Alimenter la création d’emplois et d’opportunités
En 2022, l'efficacité énergétique était la plus grande source d'emplois (a) dans le secteur de l'énergie, avec près de 11 millions d’employés dans le monde. En Türkiye, le projet financé par la Banque mondiale a dispensé des formations techniques à plus de 3 500 personnes, contribuant ainsi à doter la main-d’œuvre des compétences nécessaires pour trouver un emploi dans les secteurs des services énergétiques et de la construction. Le programme EDGE (a) d’IFC, une initiative novatrice de certification écologique des bâtiments, a formé plus de 10 000 experts dans le monde. En Inde, la compagnie Energy Efficiency Services Ltd (a) a créé près de 700 emplois directs et des milliers d'emplois indirects dans la fabrication d'ampoules basse consommation, de véhicules électriques, de climatiseurs et d'autres appareils.
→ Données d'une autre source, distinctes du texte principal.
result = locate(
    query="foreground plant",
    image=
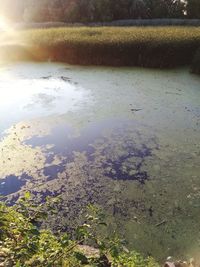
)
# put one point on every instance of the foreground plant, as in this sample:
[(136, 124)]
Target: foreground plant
[(23, 243)]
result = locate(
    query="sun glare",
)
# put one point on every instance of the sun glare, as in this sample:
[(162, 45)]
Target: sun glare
[(4, 25)]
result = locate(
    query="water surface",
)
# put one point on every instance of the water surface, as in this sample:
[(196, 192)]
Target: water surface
[(127, 139)]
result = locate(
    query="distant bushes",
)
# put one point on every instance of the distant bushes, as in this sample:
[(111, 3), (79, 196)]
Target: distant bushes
[(160, 47)]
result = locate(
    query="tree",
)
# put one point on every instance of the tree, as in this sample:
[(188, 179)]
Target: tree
[(193, 9)]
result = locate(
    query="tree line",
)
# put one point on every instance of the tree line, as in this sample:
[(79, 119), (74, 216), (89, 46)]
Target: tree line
[(97, 10)]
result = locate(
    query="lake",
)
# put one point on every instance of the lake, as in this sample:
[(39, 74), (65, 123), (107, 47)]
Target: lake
[(125, 139)]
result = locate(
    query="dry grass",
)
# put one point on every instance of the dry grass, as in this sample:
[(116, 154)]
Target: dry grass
[(135, 46)]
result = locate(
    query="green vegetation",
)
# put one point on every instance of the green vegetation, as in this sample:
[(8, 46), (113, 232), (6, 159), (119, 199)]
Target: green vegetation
[(97, 10), (196, 63), (23, 243), (160, 47)]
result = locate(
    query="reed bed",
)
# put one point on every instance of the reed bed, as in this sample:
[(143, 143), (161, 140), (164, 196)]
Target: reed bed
[(160, 47)]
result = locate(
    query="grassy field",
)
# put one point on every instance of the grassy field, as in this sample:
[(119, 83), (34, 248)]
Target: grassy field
[(161, 47)]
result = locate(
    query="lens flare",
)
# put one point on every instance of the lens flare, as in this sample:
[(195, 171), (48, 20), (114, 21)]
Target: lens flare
[(4, 25)]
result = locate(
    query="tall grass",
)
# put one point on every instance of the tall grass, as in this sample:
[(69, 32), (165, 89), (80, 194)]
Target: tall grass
[(161, 47)]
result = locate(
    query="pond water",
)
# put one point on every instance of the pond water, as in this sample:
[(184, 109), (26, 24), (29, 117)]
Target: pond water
[(126, 139)]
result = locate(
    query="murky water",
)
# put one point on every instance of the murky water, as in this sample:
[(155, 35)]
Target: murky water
[(127, 139)]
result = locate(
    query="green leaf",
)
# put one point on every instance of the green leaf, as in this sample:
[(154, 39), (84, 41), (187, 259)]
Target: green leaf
[(81, 257)]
Et, en Amérique latine-Caraïbes, le nouveau projet de construction verte et performante (a) permettra de rénover plus de 500 bâtiments à la Grenade, au Guyana et à Sainte-Lucie, en mettant en même temps l’accent sur la formation professionnelle et l’emploi des femmes.
« L’augmentation des investissements dans l’efficacité énergétique dans le cadre de nos projets peut aider à répondre à la demande croissante d'énergie et à renforcer la sécurité énergétique tout en favorisant la croissance économique », explique Maria Marcela Silva, directrice régionale Infrastructures pour l’Amérique latine et les Caraïbes à la Banque mondiale. « Les investissements dans la maîtrise de l'énergie sont encore faibles en Amérique latine-Caraïbes, mais la région regorge d'opportunités et nous prévoyons d’intensifier nos engagements dans plusieurs pays. »
Une montée en échelle qui nécessite une action collective urgente
Des efforts concertés seront nécessaires pour libérer tout le potentiel de l’efficacité énergétique et impulser un véritable bond en avant, comme le préconise un nouveau rapport du Groupe de la Banque mondiale. Cette approche, baptisée « LEAP » selon son acronyme en anglais, vise à aider les pays, les partenaires donateurs et le secteur privé à mettre l'efficacité énergétique au cœur des politiques et de la planification énergétiques. Les banques multilatérales de développement et les donateurs doivent travailler ensemble pour s'assurer que les politiques gouvernementales accordent la priorité à cet enjeu, dans le cadre d’institutions plus solides. À cet égard, une assistance technique et des financements peuvent aider les pays à transformer progressivement des projets de petite envergure en programmes nationaux. Tous ces efforts conjugués enverraient un signal fort au marché, ce qui peut, à son tour, attirer de nouveaux fournisseurs et favoriser la concurrence, entraînant ainsi une baisse des prix pour tous les consommateurs et la mobilisation de financements commerciaux.
Au cours des dix dernières années, les prêts de la Banque mondiale en faveur de l’efficacité énergétique ont appuyé des investissements dans les bâtiments publics et résidentiels, l’industrie, l’éclairage public et le pompage d’eau. Aujourd’hui, la Banque promeut des actions à plus grand impact, à travers des approches plus programmatiques, telles que son programme sur le défi mondial de l'énergie, des financements innovants et la mobilisation du secteur privé.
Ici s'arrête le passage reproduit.